Building ML model for increasing loan acceptance rate by targeting specific customers

data_boy_su · September 5, 2024, 1:01pm

Hello there everyone, this is my first time posting here in this community, but I really needed some advice

I recently took on myself to build a project on ML which included features like Income, Demat, Mortgages and target Loan, this dataset had 5000 rows and included customer information whether they accepted or rejected loan offerings.
After a bit of data cleaning, I did all the general steps and went on to train 8 different models. All of them were getting 96+accuracy in test set after tuning and even kNN classifier got 96% which was very doubtful to me. Mean cv was also coming consistently above 97 score.
I am worried I might be doing something wrong here even though I am using stratified k-fold.
Can anyone tell me what I may be doing wrong?
The score difference between Training and Test set ranges from 0.004 to 0.01.

balaji.ambresh · September 6, 2024, 3:38pm

What’s the train / test split ratio?
What’s the distribution of labels?

data_boy_su · September 7, 2024, 2:07pm

80/20, 90/10, 75/25 tested till now. The question although is for 80/20 pair.
11+1 features: 7 continuous, 5 categorical. Target Loan is in yes/no(converted to 1/0). 1 of the cont is ID which is a redundant feature.

balaji.ambresh · September 7, 2024, 3:11pm

How many instances of each of the labels do you have in the dataset?

data_boy_su · September 7, 2024, 3:50pm

4500 - 0
500 - 1

balaji.ambresh · September 7, 2024, 4:08pm

What are your thoughts on these?

and

TMosh · September 7, 2024, 4:17pm

If your model always predicts 0, you will have 90% success.
This is a quite skewed data set.

Deepti_Prasad · September 7, 2024, 4:21pm

are you doing stratified random sampling??then it is a good approach.

Loan is time-based analysis, so does your data contain any specific feature while you encode the labels

Also divide the features into dependent and independent variables, which will help you categories then better when you use them in your model.

Also 5000 rows of data, then you are using less labels if I consider 80/20 split.

Regards
DP

data_boy_su · September 7, 2024, 4:25pm

I tried ADASYN and SMOTE, i.e.
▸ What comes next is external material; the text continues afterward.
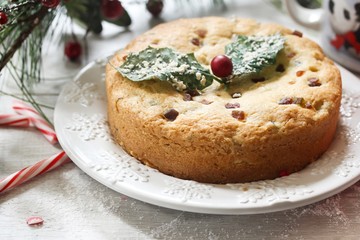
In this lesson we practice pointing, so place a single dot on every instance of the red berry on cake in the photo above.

I tried oversampling 1s but I guess the resulting synthetic data must be poor since all my models performed so worse.

data_boy_su · September 7, 2024, 4:27pm

Yes, it is, not sure what I could do other than over/under sampling to balance the dataset.
On SMOTE, my models performed a lot worse, I tried to manually tune weights on my models.
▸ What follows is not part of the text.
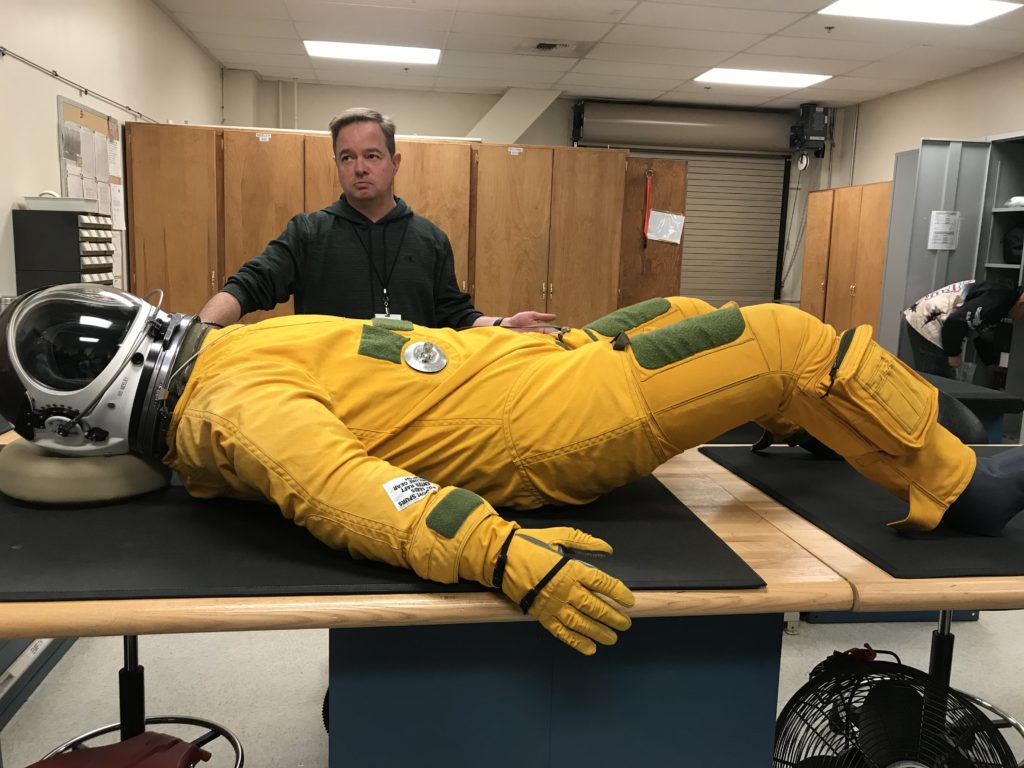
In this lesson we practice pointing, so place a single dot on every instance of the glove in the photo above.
(536, 570)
data_boy_su · September 7, 2024, 4:36pm

yes, I am doing that.

I assume you are talking about time-series features?
In that case, there are none.
Features are
Income, Mortgage, Demat, NetBanking, Family Members, Age, Pin-code, Fixed Deposit, Education, Experience then Loan.

my correlation matrix shows a bit less but sure correlation between all the features, I have tried recursive feature elimination and found out that even if its small but all features give the best score.

What do you suggest I do in this case?

data_boy_su · September 7, 2024, 4:39pm

Regarding the TensorFlow tutorial, I am a beginner so I do not think I will be able to convert the method over to the normal ML algorithms I am using.
Since I do not have any experience with NNs and TensorFlow I am not doing it, since I would like study it first.

Deepti_Prasad · September 7, 2024, 4:55pm

how many columns are there, honestly these features aren’t enough.

your yes/no is based on relation between income and expenses??

you could also create a classifier between income and mortgage, where netbanking would be your feature checkpoint for your data analysis

which are categorical columns age? that’s all and demat column provides what information?

data_boy_su · September 7, 2024, 5:03pm

Mortgage has high values but they are less, its not binary, its continuous.
Except for it, everything is as shown.

cat col was only Education, sorry for typing wrong, which I have already encoded into three separate cols.
binary = demat, net b, fd
and rest are cont

those are the total columns

Can you explain how this will help me in my problem?

yes/no → 1/0 loan target is based on those features with income always being the most important feature. The most.

balaji.ambresh · September 7, 2024, 5:06pm

You don’t have to know tensorflow to use a neural network. See MLPClassifier to get started on a neural network.

One thing to keep in mind is the metric you are optimizing for. For imbalanced class distribution, consider optimizing for a metric like F1-score / precision / recall instead of accuracy.

Deepti_Prasad · September 7, 2024, 5:17pm

hi @data_boy_su

your most of the columns seems to be null other than income? that’s honestly the reason for worsening of outcome.

even mortgage or fd is 0

did you do a check of how many rows are left after you remove these null values?

data_boy_su · September 7, 2024, 5:30pm

yes, most are null, these were originally yes/no which I converted into 1 and 0s.
0 Mortgage means no mortgage and mortgage does have values but they are less and are present in the midst of the dataset, not in the head I took.
Same with fd and others, they are all yes/no which I converted to 0 and 1s.
Mortgage I did not convert, it came just like this.
I did not try removing them but considering that most of the dataset is like this, I do not think it is worth it.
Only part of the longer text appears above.